Her poetry, which explores interior life, her public privacy, did not arouse suspicion, but publishing with Giấy Vụn was a mark against her. However, it was her master’s thesis exploring the work of the dissident Open Mouth poetry group, and subsequent funding from Arts Network Asia to write more essays about marginalized contemporary artists, that finally brought the wrathful mechanism of the State down upon her. Her thesis and master’s certificate were revoked, she and her thesis advisor were suspended from their teaching posts at the Hà Nội University of Education, and a series of articles in State media (all newspapers are to different degrees controlled by the State) questioned her morality and claimed she “attacked the Party.” As Nhã Thuyên writes, “from the first slandering article in May 2013, to official condemnation of the thesis in March 2014, until now in 2017, my works and communication in the field of literature continue to be impeded or restricted in some way.” In the face of so much loss, dissidents and diasporic writers expected her to finally align fully with them. When instead she seemingly withdrew from the public discourse, some claimed she was being “passive.”

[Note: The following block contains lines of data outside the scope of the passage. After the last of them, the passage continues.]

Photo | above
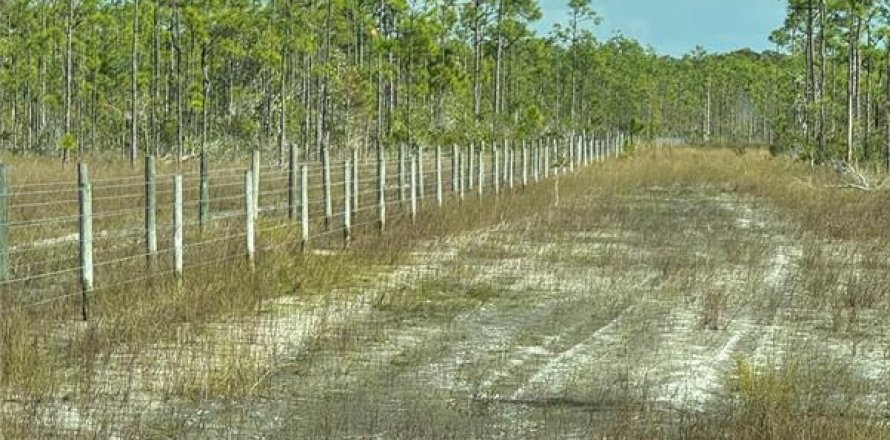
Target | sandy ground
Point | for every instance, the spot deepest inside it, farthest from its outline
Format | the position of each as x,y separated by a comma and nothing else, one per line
545,328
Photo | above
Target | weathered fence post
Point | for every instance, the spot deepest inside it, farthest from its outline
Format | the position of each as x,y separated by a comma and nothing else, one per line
506,172
524,163
177,226
381,188
439,196
471,153
413,187
403,196
255,170
86,238
151,210
571,148
292,179
546,159
512,168
304,206
495,163
420,180
4,223
481,179
203,191
328,200
455,169
250,219
347,203
461,160
355,181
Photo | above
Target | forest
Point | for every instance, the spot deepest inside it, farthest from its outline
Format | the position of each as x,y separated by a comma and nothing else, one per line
177,78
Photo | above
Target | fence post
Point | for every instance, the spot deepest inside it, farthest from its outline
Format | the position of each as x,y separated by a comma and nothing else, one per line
347,203
304,206
413,187
203,191
86,238
506,164
355,181
461,161
512,168
255,168
439,195
402,195
328,201
177,226
524,163
381,188
481,179
420,189
151,209
495,163
471,153
4,223
292,182
546,159
571,148
250,219
455,169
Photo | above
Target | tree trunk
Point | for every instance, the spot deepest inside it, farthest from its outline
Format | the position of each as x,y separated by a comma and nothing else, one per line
69,36
134,109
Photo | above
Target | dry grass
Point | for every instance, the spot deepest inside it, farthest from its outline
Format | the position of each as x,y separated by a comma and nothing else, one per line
174,350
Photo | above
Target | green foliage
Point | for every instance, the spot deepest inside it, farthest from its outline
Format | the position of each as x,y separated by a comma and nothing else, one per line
68,142
390,72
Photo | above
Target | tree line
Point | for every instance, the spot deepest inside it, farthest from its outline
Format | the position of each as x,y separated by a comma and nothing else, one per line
840,64
182,77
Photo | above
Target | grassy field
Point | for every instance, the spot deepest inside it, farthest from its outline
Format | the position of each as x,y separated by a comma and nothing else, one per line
677,293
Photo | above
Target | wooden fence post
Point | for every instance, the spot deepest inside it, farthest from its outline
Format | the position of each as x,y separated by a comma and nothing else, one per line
304,206
177,226
524,163
381,189
546,159
292,179
328,200
203,191
481,165
355,181
86,238
461,161
347,203
4,223
512,168
413,187
495,163
439,196
420,180
151,210
506,171
250,219
471,168
403,196
455,170
571,150
255,168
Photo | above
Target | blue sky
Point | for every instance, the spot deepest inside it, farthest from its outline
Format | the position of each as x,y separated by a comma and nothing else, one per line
674,27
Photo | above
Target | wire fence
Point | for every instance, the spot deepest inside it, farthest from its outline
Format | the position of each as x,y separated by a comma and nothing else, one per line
74,240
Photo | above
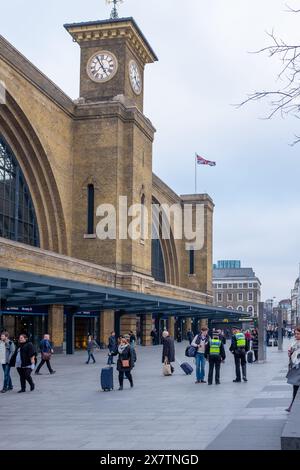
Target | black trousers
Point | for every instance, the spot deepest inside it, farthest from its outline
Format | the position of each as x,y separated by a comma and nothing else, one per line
25,375
41,365
214,362
240,362
128,375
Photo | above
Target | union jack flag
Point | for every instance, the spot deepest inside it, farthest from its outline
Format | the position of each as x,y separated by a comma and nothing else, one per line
202,161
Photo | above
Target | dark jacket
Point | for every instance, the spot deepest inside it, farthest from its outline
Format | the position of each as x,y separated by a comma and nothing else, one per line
222,350
46,346
126,355
112,344
255,342
168,349
27,352
234,349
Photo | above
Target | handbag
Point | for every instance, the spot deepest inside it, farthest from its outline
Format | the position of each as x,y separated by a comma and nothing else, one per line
46,356
167,369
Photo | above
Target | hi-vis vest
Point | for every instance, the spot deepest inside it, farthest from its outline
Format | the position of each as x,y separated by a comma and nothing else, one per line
215,347
240,340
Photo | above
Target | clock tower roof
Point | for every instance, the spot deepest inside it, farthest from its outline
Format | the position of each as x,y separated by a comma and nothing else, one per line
114,28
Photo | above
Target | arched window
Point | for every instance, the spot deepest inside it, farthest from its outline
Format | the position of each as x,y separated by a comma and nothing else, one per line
143,213
90,209
158,266
17,215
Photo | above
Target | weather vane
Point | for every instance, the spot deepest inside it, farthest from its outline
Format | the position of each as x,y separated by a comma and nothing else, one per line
114,13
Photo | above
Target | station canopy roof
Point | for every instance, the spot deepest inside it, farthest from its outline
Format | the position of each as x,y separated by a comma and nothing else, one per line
18,288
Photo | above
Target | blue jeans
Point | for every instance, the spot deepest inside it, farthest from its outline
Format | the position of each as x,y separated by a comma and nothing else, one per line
200,366
7,384
90,356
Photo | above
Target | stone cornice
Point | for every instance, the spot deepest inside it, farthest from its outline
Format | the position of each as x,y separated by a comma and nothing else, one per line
124,28
113,109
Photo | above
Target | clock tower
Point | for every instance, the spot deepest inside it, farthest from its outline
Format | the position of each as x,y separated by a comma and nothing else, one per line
112,142
114,53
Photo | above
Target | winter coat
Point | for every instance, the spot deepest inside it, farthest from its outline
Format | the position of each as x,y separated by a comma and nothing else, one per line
168,349
125,355
222,351
112,344
27,352
255,342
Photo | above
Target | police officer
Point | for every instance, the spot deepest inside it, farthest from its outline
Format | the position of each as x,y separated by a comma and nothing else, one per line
239,347
215,353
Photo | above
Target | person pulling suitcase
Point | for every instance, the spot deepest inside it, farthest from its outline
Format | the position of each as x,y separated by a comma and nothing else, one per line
215,353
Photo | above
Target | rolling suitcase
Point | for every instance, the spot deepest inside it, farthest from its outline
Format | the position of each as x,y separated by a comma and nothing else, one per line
250,357
107,380
187,368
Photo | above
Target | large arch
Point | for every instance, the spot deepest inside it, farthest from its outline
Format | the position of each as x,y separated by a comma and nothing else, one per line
28,150
168,251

Yet, like Trần Trung Tín and his luminous paintings, Nhã Thuyên continues to propose a different means of living with and in struggle, a means that she defines for herself. She has not chosen abstention. With her translator and friend Kaitlin Rees she founded AJAR, a small bilingual journal and press that created a space for sharing the kind of experimental writing that she would like to see encouraged in Vietnam and across borders. They also organized a poetry festival whose mission “concentrates on translational and transnational issues in various contexts of expression, ranging from the personal, the experimental, the feminine, to the (in)visible.” Nhã Thuyên has continued writing essays, which have been translated and published in Asymptote, Jacket2, Da Mau, Cordite Review, and elsewhere. This work is now collected in un\\martyred, by Roof Books, whose parent foundation Segue published the esteemed experimental poetry journal L=A=N=G=U=A=G=E. She also is currently working on a new collaborative manuscript.

In short, over the past decade Nhã Thuyên has moved from hoping for the best from other communities to instead trying to create her own. She is still a prickly idealist. As she writes in “Womxn’s Poetry: A Resonance of Voices”:

“And this effort is certainly continuing here, as well as wherever you are reading this from. I hope to revive, erase, and extend questions that have been dug up in Vietnamese literature, push farther, open wider the calls, emancipate literary experiments, and expand every sense of self-location in equality . . . for me, being able to see the possibilities of free individual voices still brings trust and sharing to a place where poets truly possess a private space. Although tiny, that place brims with a powerful permeability and resonance, strong and tender.”